Perhaps we can frame maturity or adulthood as a matter of learning what does and does not deserve our attention.

“When I was a child,” the Apostle Paul wrote, “I spake as a child, I understood as a child, I thought as a child: but when I became a man, I put away childish things.”

Consider again how we have ignored both sides of Paul’s dictum. We have place before our children that for which they are not sufficiently mature. And we have, as adults, refused to put away childish things.

To return to Paul once more, do we, as parents and as teachers, give our attention to whatever is true, whatever is honorable, whatever is just, whatever is pure, whatever is lovely, whatever is commendable. “If there is any excellence, if there is anything worthy of praise,” Paul urges, “think about these things.” Give your attention to these things.

This entails an ability and willingness to judge. There is a certain irony here. Christians are often fond of pointing out that the only verse in the Bible anybody seems to know anymore is “Judge not, and you will not be judged.” Yet, we too are guilty of a failure to discern: not only between what is true and false and between what is good and what is evil, but also between what is beautiful and what is mediocre and, perhaps more importantly for our theme tonight, between the consequential and the trivial, the meaningful and the superficial.

Not only must we learn how to pay attention to what is noble and beautiful, but maturity also involves learning to pay less attention to ourselves and more attention to others.

The American novelist, David Foster Wallace put it this way in his deservedly famous commencement address at Kenyon College: “The really important kind of freedom involves attention, and awareness, and discipline, and effort, and being able truly to care about other people and to sacrifice for them, over and over, in myriad petty little ways, every day. That is real freedom. The alternative is unconsciousness, the default-setting, the ‘rat race’ — the constant gnawing sense of having had and lost some infinite thing.”
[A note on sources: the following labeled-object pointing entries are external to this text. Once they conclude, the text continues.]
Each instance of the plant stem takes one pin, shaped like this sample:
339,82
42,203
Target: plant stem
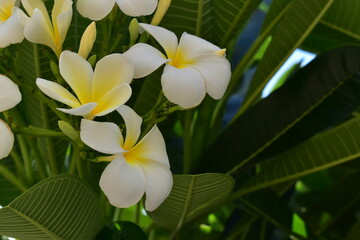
18,163
187,139
26,157
12,178
137,213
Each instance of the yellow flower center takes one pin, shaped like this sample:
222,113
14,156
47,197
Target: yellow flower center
179,60
5,12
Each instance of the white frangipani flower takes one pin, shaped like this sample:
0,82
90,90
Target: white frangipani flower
98,92
193,68
11,30
87,40
97,10
137,167
40,29
10,96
Finally, let me return to the idea of limits. The pursuit of endless possibility is one of the marks of our deferred adulthood. Maturity entails not only the acceptance of limits, but also the realization that our flourishing requires the recognition of limits and that our limitations are the conditions of our happiness.

Wendell Berry has put this as well as I have ever seen it put:

“our human and earthly limits, properly understood, are not confinements but rather inducements to formal elaboration and elegance, to fullness of relationship and meaning. Perhaps our most serious cultural loss in recent centuries is the knowledge that some things, though limited, are inexhaustible.”
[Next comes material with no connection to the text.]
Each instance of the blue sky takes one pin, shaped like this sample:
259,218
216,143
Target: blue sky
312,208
Our places, where we make our home, where we learn, where we worship, each of these can also be a site of inexhaustible satisfaction and joy, but only if we learn to tend it and care for it.

If all of this business about the acceptance of limits, acknowledging our mutual dependence, and learning to give our attention to what is high and noble sounds like a joyless affair, it is not.

Speaking about the seriousness with which we treat our fellow human beings, CS Lewis in The Weight of Glory writes this:

“This does not mean that we are to be perpetually solemn. We must play. But our merriment must be of that kind (and it is, in fact, the merriest kind) which exists between people who have, from the outset, taken each other seriously—no flippancy, no superiority, no presumption.”

Likewise, when we set aside our preoccupation with ourselves and our fascination with trivial and superficial pleasures, we will find that in learning to love our neighbor and learning to love what is true and just and noble, we will experience a far deeper joy and satisfaction then we have known.

As we plan for this forthcoming year, let us consider how we might lead our children and our students toward God-honoring adulthood, an adulthood that does not consist in rugged self-sufficiency and autonomy but rather in humble recognition of our dependence–on God and on one another–our limits, and the discipline and judgment to turn our attention to what is noble and praiseworthy.

And for those caring for and teaching little ones for whom adulthood is still a far-off reality, let us guard their childhood, their wonder, and their joy.